Actually, there are a multitude of more important things to think about when you are reviewing contracts. One of them is how long the agreement is going to last, and that actually depends on three things. These are: (i) term; (ii) termination rights; and (iii) renewal rights.
Length of Term
So how long should the term of a contract be? The starting point is to understand the client’s objectives. For example it is often the case in distribution agreements, franchise agreements, and commercial leases that your client is going to make a substantial investment of time, effort, and money, all of which may be lost at the end of the term. In those cases, the answer might be ‘the longer the better.’
On the other hand, there may be circumstances where the last thing that the client wants is to be locked into a long-term commitment.

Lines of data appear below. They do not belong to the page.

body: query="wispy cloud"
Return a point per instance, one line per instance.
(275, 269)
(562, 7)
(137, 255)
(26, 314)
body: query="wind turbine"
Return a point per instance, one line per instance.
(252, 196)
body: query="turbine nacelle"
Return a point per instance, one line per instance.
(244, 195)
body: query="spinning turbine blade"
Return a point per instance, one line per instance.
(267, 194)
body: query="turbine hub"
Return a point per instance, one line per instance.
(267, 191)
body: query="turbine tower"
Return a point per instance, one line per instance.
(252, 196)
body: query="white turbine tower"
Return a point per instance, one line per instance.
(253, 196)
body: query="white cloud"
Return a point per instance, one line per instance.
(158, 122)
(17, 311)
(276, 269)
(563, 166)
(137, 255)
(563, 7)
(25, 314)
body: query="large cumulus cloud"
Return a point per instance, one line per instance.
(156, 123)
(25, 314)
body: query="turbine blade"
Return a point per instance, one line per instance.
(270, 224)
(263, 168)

When longer is better, you have to be on the look-out for unilateral termination rights such as the right of the other side to terminate the contract “for convenience,” “in its discretion,” or “on thirty days’ notice.” If you cannot insist on those provisions being removed, you may ask for compensation for certain costs which your client will incur if the agreement is terminated early.
Or perhaps it is your client who needs to have the right to terminate the contract early and is willing to pay a price to do so. Again, what are your client’s objectives?
You must also consider what happens if the other party wants to terminate the agreement upon default by your client. You should be certain that breaches are clearly defined and you can think about asking for things such as: (i) written notice of any alleged default and time to rectify it prior to the termination right kicking in; and (ii) the remedy of termination being limited to only the most important breaches.
And what about your client’s right to terminate if the other side is in breach? Frequently (such as in virtually every commercial lease and franchise agreement ever drafted), someone puts forth an agreement that details their right to terminate on breach but is silent on the other side’s right to do so. Think about whether your client needs to be able to terminate if the other side is not performing.
And very occasionally you might find a ‘million-dollar comma’ in the wrong place such as was the case in some famous litigation in Canada where the Supreme Court of Canada had to decide whether the following clause allowed one party to terminate the agreement prior to the expiration of the first five-year term:
“This agreement shall be effective from the date it is made and shall continue in force for a period of five (5) years from the date it is made, and thereafter for successive five (5) year terms, unless and until terminated by one year prior notice in writing by either party.”
(The Supreme Court decided that the second comma meant that the agreement could be terminated on one year’s notice at any time. If it were not there, the one-year notice could not apply during the first five years.)
Sometimes renewal rights are made subject to conditions such as: (ii) the parties being able to agree on amounts payable during the renewal term (which may the render the clause merely an ‘agreement to agree’ and therefore unenforceable); (ii) your client never having been in default before, no matter how minor the previous default; or (iii) giving a renewal notice during a very narrow time-window.
When reviewing the agreement, you cannot stop at determining that there is a renewal right. You also have to determine if it is reasonable and enforceable, both legally and practically.
And now and then you will come across an automatic renewal right buried in the small print which will extend the term of the agreement if your client does not give notice that it wants the agreement to end, which in some cases can be an unbelievably bad thing.
So, length does matter and a good lawyer will figure out how the contractual pieces fit together to make sure that the agreement will remain in effect for exactly as long as their client wants it to.